In December, she turned to the Cincinnati Police Division for help. A new program that the division's Youth Services Section launched last month has become her antidote.
Every time a student is late or absent, a Cincinnati police officer visits that child's home to determine if there's a legitimate reason for the absence or tardiness. If not, the officer returns the student to school; chronic school-skippers get a trip to juvenile detention.
The Target Truancy program has slashed truancy 35.8 percent since Jan. 24, according to police. About 50 kids were tardy daily last week, compared with an average of 132 a day before the program, police said.
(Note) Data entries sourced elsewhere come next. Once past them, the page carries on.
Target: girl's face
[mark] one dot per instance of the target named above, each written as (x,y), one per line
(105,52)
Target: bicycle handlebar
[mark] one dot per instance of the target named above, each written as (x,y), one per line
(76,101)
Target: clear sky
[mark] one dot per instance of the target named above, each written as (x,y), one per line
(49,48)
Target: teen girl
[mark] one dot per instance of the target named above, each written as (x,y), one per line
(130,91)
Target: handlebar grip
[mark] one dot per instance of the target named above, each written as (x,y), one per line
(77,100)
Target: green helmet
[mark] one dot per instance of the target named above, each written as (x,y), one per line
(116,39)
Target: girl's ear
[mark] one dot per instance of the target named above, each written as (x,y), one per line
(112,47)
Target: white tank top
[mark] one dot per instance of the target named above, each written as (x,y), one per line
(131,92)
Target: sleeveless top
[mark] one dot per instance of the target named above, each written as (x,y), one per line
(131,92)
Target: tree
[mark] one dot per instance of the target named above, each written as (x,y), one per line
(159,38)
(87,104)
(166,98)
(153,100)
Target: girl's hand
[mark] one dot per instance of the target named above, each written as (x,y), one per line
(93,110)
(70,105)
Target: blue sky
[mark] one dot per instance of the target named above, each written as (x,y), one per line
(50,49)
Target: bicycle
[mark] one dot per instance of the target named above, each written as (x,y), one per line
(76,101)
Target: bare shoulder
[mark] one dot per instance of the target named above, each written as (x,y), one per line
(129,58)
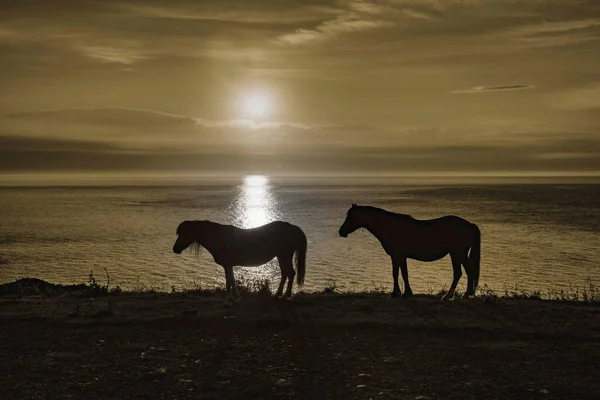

We are unable to effect any kind of change in attendance without the participation of parents, Mrs. Gladden said. The police lend a voice of authority; they have the powers to take kids and parents to court. It's helping us tremendously with the number of kids who come late, but we're not sure yet on the impact on the daily attendance.
The program this week expanded to Oyler School, a kindergarten-through-seventh-grade school in Price Hill, said Capt. David G. Ratliff, commander of the Youth Services Section. The truancy rate is about 10 percent at Oyler and is highest among sixth- and seventh-graders, Principal Donald Bearghman said.
Capt. Ratliff said he'd like to expand the program to more schools, but future funding is uncertain. The division earmarked $50,000 from a federal grant to fund the program at Taft through the end of the school year.
Truancy is a gateway to crime, and it needs to be addressed, Capt. Ratliff said.